A Intel revelou na Conferência Global de Tecnologia Barclays de dezembro que a procura por CPUs de servidores tem sido surpreendentemente robusta. Embora a empresa já esteja a transferir capacidade de produção de processadores para PCs de consumo para chips de servidores, espera-se que as restrições de oferta persistam até ao início de 2026. As CPUs de servidores da geração atual da Intel utilizam o processo Intel 3, enquanto os chips de próxima geração, lançados em 2026, usarão o tecnologia Intel 18A. À medida que estes processos avançados de fabricação escalarem, a Intel ganhará capacidade adicional para atender à procura crescente.
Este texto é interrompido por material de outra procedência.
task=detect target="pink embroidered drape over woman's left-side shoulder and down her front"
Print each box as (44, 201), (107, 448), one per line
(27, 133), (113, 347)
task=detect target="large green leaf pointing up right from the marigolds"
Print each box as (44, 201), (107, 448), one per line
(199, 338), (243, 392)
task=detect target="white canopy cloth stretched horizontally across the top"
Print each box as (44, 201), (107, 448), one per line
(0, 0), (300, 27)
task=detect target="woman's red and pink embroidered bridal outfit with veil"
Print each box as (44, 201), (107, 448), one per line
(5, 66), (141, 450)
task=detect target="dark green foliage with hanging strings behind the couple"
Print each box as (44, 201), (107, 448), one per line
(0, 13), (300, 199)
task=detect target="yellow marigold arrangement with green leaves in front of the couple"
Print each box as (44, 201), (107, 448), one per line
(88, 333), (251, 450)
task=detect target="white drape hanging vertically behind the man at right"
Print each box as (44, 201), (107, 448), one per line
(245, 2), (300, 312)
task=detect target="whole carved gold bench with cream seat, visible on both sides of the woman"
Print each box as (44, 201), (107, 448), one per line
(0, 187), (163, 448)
O segmento de centros de dados e IA da Intel teve uma ligeira queda de receita no terceiro trimestre, mas uma recuperação parece cada vez mais provável à medida que a empresa prioriza a produção de CPUs de servidores para capitalizar este ciclo de procura renovada.
A Conclusão: Uma Janela de Mercado que Não Vai Durar Para Sempre
A perspetiva para 2026 em relação à infraestrutura de servidores continua atraente, mas a duração é incerta. A força simultânea tanto nos chips de memória como nas CPUs sugere que o boom dos servidores ainda tem espaço para crescer, proporcionando à Micron e à Intel ventos favoráveis de receita e rentabilidade. Para a Micron, o ambiente de oferta limitada garante efetivamente preços e margens fortes ao longo de 2026. Para a Intel, o ressurgimento da procura por CPUs oferece um catalisador de crescimento significativo após anos de pressão na quota de mercado e mudança nas prioridades tecnológicas.
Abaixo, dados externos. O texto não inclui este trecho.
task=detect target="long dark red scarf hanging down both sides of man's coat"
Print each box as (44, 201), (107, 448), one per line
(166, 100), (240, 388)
Se esta expansão se manterá além de 2026 continua a ser uma questão em aberto, especialmente considerando as especulações em curso sobre a dinâmica da bolha de IA. Os investidores devem monitorar tanto os desenvolvimentos do lado da oferta (novos cronogramas de fábricas, yields de fabricação) quanto os indicadores do lado da procura (orientações de capex dos hyperscalers, tendências na arquitetura de servidores) para avaliar a sustentabilidade.